Occasionally other men would ask her, and one of them, a law student named Walter Hazlett, attracted her quite a bit. She met him at Anne Strafford's New Year's Eve party. She had meant only to make an appearance, but she had stayed quite a while, talking primarily to Hazlett. Saying no had been surprisingly hard, but she had, because she understood the source of attraction too well-Walt Hazlett was a tall man with an unruly shock of brown hair and a slanted, half-cynical smile, and he reminded her strongly of Johnny. That was no basis on which to get interested in a man.

Early in February she was asked out by the mechanic who worked on her car at the Cleaves Mills Chevron. Again she almost said yes, and then backed away. The man's name was Arnie Tremont. He was tall, olive-skinned, and handsome in a smiling, predatory way. He reminded her a bit of James Brolin, the second banana on that Dr. Welby program, and even more of a certain Delta Tau Delta named Dan.

Better to wait. Wait and see if something was going to happen.

But nothing did.

3.

In that summer of 1971, Greg Stillson, sixteen years older and wiser than the Bible salesman who had kicked a dog to death in a deserted Iowa dooryard, sat in the back room of his newly incorporated insurance and real estate business in Ridgeway, New Hampshire. He hadn't aged much in the years between. There was a net of wrinkles around his eyes now, and his hair was longer (but still quite conservative). He was still a big man, and his swivel chair creaked when he moved.

He sat smoking a Pall Mall cigarette and looking at the man sprawled comfortably in the chair opposite. Greg was looking at this man the way a zoologist might look at an interesting new specimen.

“See anything green?” Sonny Elliman asked.

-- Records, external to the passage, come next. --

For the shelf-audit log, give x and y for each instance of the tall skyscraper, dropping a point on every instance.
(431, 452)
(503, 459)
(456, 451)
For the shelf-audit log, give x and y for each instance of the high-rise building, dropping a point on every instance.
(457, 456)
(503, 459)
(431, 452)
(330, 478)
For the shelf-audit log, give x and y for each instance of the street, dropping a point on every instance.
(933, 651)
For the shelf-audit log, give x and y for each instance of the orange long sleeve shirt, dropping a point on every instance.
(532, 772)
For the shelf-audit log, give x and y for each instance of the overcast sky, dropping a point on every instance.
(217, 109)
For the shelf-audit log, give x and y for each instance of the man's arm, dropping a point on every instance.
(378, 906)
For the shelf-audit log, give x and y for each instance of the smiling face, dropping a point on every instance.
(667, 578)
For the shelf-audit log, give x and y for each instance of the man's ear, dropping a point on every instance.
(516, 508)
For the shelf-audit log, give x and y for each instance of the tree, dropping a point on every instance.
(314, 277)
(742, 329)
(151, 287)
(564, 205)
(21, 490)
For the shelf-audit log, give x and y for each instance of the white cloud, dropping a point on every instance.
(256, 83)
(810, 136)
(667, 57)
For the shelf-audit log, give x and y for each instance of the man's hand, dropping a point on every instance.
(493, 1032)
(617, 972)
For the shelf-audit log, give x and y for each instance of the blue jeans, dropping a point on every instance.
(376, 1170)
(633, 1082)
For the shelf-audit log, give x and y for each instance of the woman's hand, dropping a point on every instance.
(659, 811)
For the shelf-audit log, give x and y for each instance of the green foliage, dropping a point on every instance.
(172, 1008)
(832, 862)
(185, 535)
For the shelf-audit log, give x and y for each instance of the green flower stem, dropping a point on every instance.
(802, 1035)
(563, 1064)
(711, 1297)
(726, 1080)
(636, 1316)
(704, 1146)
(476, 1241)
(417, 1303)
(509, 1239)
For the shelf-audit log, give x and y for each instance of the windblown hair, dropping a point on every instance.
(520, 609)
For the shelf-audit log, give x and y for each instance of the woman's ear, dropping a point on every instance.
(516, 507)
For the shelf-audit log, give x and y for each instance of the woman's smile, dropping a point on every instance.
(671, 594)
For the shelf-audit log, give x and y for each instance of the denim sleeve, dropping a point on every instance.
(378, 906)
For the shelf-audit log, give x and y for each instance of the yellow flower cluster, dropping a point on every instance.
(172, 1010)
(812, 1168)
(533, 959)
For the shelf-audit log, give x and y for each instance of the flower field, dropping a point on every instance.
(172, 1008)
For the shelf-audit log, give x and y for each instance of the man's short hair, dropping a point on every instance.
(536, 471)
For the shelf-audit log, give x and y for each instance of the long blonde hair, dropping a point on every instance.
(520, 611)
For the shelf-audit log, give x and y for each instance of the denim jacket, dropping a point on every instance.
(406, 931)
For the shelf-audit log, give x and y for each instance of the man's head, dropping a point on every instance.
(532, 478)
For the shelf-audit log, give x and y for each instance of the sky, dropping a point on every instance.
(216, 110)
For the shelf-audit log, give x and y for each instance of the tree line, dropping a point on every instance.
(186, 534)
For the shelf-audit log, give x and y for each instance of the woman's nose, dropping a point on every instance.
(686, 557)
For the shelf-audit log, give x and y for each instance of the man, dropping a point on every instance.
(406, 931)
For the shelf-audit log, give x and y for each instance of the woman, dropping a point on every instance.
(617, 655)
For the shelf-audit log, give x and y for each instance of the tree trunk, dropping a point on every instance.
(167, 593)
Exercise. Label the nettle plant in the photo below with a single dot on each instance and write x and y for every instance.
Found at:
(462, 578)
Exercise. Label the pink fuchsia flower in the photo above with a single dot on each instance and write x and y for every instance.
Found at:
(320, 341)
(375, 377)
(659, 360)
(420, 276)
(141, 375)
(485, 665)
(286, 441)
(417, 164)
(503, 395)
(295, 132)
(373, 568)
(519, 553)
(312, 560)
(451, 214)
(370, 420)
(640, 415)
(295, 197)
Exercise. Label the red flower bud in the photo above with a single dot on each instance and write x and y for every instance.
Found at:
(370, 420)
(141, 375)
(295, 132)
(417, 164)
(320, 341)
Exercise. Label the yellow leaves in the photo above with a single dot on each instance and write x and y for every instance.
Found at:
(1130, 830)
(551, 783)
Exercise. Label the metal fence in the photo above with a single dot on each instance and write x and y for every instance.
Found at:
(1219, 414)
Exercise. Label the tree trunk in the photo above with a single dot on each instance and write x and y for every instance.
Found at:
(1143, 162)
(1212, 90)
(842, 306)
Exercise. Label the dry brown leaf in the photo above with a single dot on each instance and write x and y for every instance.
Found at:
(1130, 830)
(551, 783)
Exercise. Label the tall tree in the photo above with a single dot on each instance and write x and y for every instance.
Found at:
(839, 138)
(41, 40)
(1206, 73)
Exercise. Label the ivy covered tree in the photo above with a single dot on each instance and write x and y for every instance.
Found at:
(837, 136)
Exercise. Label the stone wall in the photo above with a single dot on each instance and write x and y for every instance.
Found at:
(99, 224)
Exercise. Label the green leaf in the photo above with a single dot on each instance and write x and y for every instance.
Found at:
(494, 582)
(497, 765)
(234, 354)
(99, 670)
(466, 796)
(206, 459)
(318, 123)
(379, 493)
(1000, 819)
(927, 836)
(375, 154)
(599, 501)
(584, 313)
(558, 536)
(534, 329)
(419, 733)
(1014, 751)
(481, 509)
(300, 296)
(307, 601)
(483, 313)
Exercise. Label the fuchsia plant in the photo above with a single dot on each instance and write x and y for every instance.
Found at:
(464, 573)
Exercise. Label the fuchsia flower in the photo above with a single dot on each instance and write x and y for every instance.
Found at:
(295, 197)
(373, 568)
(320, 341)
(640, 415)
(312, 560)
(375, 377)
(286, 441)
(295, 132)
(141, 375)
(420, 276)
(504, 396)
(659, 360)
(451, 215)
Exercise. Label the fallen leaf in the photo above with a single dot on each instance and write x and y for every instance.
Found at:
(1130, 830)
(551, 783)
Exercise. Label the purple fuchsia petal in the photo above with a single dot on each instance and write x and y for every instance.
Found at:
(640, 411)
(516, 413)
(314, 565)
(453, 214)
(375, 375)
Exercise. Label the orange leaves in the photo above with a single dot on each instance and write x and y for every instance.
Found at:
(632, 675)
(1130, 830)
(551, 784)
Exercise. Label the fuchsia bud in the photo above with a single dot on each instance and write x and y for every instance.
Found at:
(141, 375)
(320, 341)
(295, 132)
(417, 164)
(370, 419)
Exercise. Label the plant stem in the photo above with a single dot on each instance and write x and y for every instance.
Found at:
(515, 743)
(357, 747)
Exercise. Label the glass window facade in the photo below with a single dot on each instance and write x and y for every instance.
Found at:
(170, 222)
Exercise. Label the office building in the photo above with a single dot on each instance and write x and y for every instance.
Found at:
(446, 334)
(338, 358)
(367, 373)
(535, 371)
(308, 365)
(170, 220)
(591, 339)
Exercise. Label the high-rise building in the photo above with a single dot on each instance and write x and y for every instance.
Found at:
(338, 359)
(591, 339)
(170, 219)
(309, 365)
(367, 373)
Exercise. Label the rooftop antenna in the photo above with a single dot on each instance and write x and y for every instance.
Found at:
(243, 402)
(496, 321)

Elliman topped six feet, five inches. He wore an ancient, grease-stiffened jeans jacket with the arms and buttons cut off. There was no shirt beneath. A Nazi iron cross, black dressed in white chrome, hung on his bare chest. The buckle of the belt running just below his considerable beer-belly was a great ivory skull. From beneath the pegged cuffs of his jeans poked the scuffed, square toes of a pair of Desert Driver boots. His hair was shoulder-length, tangled, and shining with an accumulation of greasy sweat and engine oil. From one earlobe there dangled a swastika earring, also black dressed in white chrome. He spun a coal-scuttle helmet on the tip of one blunt finger. Stitched on the back of his jacket was a leering red devil with a forked tongue. Above the devil was The Devil's Dozen. Below it: Sonny Elliman, Prez.